3.9 KiB
Deduplication
Clustering
Clustering is a common heuristics used to overcome the N x N complexity required to match all pairs of objects to identify the equivalent ones. The challenge is to identify a clustering function that maximizes the chance of comparing only records that may lead to a match, while minimizing the number of records that will not be matched while being equivalent. Since the equivalence function is to some level tolerant to minimal errors (e.g. switching of characters in the title, or minimal difference in letters), we need this function to be not too precise (e.g. a hash of the title), but also not too flexible (e.g. random ngrams of the title). On the other hand, reality tells us that in some cases equality of two records can only be determined by their PIDs (e.g. DOI) as the metadata properties are very different across different versions and no clustering function will ever bring them into the same cluster. To match these requirements OpenAIRE clustering for products works with two functions:
- DOI: the function generates the DOI when this is provided as part of the record properties;
- Title-based function: the function generates a key that depends on (i) number of significant words in the title (normalized, stemming, etc.), (ii) module 10 of the number of characters of such words, and (iii) a string obtained as an alternation of the function prefix(3) and suffix(3) (and vice versa) o the first 3 words (2 words if the title only has 2). For example, the title “Entity deduplication in big data graphs for scholarly communication” becomes “entity deduplication big data graphs scholarly communication” with two keys key “7.1entionbig” and “7.1itydedbig” (where 1 is module 10 of 54 characters of the normalized title. To give an idea, this configuration generates around 77Mi blocks, which we limited to 200 records each (only 15K blocks are affected by the cut), and entails 260Bi matches. Matches in a block are performed using a “sliding window” set to 80 records. The records are sorted lexicographically on a normalized version of their titles. The 1st record is matched against all the 80 following ones, then the second, etc. for an NlogN complexity.
Matching and election
Once the clusters have been built, the algorithm proceeds with the comparisons. Comparisons are driven by a decisional tree that:
-
Tries to capture equivalence via PIDs: if records share a PID then they are equivalent
-
Tries to capture difference:
a. If record titles contain different “numbers” then they are different (this rule is subject to different feelings, and should be fine-tuned);
b. If record contain different number of authors then they are different;
c. Note that different PIDs do not imply different records, as different versions may have different PIDs.
- Measures equivalence:
a. The titles of the two records are normalised and compared for similarity by applying the Levenstein distance algorithm. The algorithm returns a number in the range [0,1], where 0 means “very different” and 1 means “equal”. If the distance is greater than or equal 0,99 the two records are identified as duplicates.

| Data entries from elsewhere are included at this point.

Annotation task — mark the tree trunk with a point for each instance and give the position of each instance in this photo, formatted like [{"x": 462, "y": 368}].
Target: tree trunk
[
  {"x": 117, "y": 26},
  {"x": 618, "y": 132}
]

b. Dates are not regarded for equivalence matching because different versions of the same records should be merged and may be published on different dates, e.g. pre-print and published version of an article.

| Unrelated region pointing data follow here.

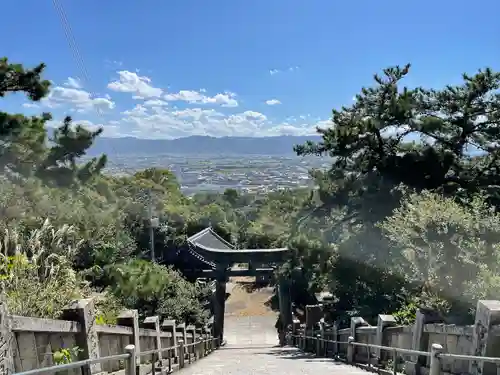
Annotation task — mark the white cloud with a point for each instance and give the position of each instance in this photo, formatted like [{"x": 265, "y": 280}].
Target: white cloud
[
  {"x": 290, "y": 69},
  {"x": 133, "y": 83},
  {"x": 110, "y": 128},
  {"x": 226, "y": 99},
  {"x": 161, "y": 122},
  {"x": 155, "y": 103},
  {"x": 74, "y": 99},
  {"x": 272, "y": 102},
  {"x": 73, "y": 83}
]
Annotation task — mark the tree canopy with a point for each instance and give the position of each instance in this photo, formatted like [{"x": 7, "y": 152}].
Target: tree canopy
[{"x": 411, "y": 196}]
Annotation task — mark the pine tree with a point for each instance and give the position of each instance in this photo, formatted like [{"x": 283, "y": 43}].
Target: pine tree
[{"x": 24, "y": 148}]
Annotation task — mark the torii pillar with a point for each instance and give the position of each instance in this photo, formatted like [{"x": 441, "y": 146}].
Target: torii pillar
[
  {"x": 285, "y": 300},
  {"x": 220, "y": 304}
]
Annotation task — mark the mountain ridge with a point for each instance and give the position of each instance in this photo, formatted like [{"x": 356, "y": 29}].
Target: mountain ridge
[{"x": 196, "y": 145}]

Once the equivalence relationships between pairs of records are set, the groups of equivalent records are obtained (transitive closure, i.e. “mesh”). From such sets a new representative object is obtained, which inherits all properties from the merged records and keeps track of their provenance. The ID of the record is obtained by appending the prefix “dedup_” to the MD5 of the first ID (given their lexicographical ordering). A new, more stable function to generate the ID is under development, which exploits the DOI when one of the records to be merged includes a Crossref or a DataCite record.